Now in solo practice—he and his former partners were conflicting each other out of cases when practicing together, so they all went solo—Ashmore clearly feels a strong sense of community. He hosts an annual Christmas quail hunt for friends and associates to thank them for a good year, and surprises his wife and two children with a trip each spring, keeping that year’s destination a secret until they’re on their way. One recent holiday featured a sailing excursion in the Virgin Islands with a surprise stay at the Ritz-Carlton in St. Thomas.

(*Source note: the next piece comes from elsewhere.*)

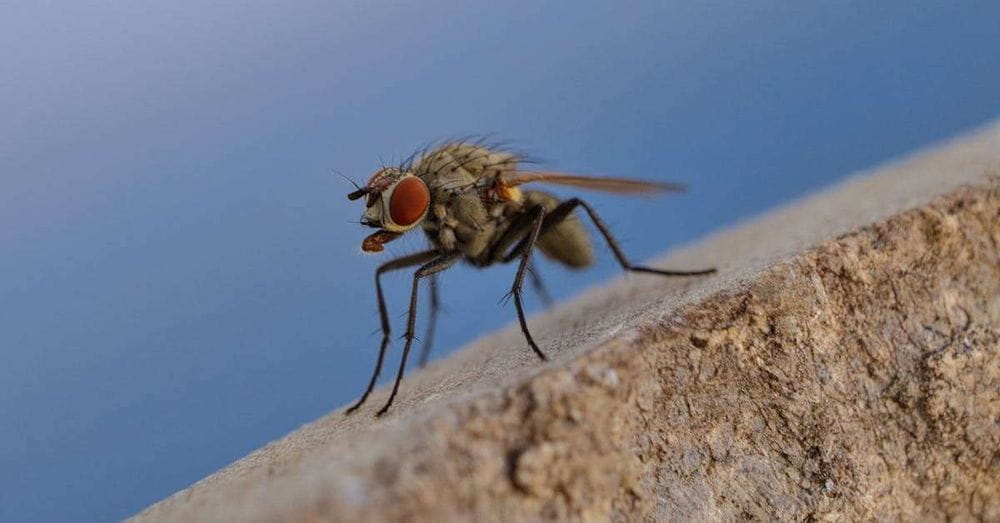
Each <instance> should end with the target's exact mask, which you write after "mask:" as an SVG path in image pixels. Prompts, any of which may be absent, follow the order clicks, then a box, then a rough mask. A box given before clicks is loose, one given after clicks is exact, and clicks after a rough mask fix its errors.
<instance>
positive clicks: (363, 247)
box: [347, 167, 431, 252]
mask: <svg viewBox="0 0 1000 523" xmlns="http://www.w3.org/2000/svg"><path fill="white" fill-rule="evenodd" d="M347 198H348V199H350V200H359V199H361V198H364V199H365V212H364V214H363V215H362V216H361V223H362V224H363V225H367V226H369V227H374V228H376V229H379V230H378V232H376V233H374V234H371V235H370V236H368V237H367V238H365V241H364V242H363V243H362V244H361V250H363V251H365V252H381V251H382V249H383V247H382V246H383V245H384V244H386V243H388V242H390V241H392V240H394V239H396V238H398V237H399V236H401V235H402V234H403V233H405V232H406V231H409V230H410V229H412V228H414V227H416V226H417V225H418V224H419V223H420V222H422V221H423V219H424V217H425V216H427V210H428V209H429V208H430V204H431V193H430V191H429V190H428V189H427V184H425V183H424V181H423V180H421V179H420V178H419V177H417V176H415V175H414V174H413V173H411V172H407V171H403V170H401V169H397V168H395V167H383V168H382V169H379V170H377V171H375V174H373V175H372V177H371V178H369V179H368V183H367V184H365V186H364V187H362V188H360V189H358V190H356V191H354V192H352V193H350V194H348V195H347Z"/></svg>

After more than two decades in law, Ashmore hasn’t forgotten how far he’s come. “My first federal trial as a prosecutor, I remember making the most compelling closing argument. I had this guy in the back left corner [of the jury] and he would shake his head ‘yes’ when I needed a ‘yes’ and ‘no’ when I needed a ‘no.’ When I finish, the judge says, ‘At this time, we’ll excuse our alternates,’ and the guy got up and walked out the back of the courtroom. I had all my eye contact directed at the alternate.” Ashmore’s eyes light up as he laughs about the mistake he never made again.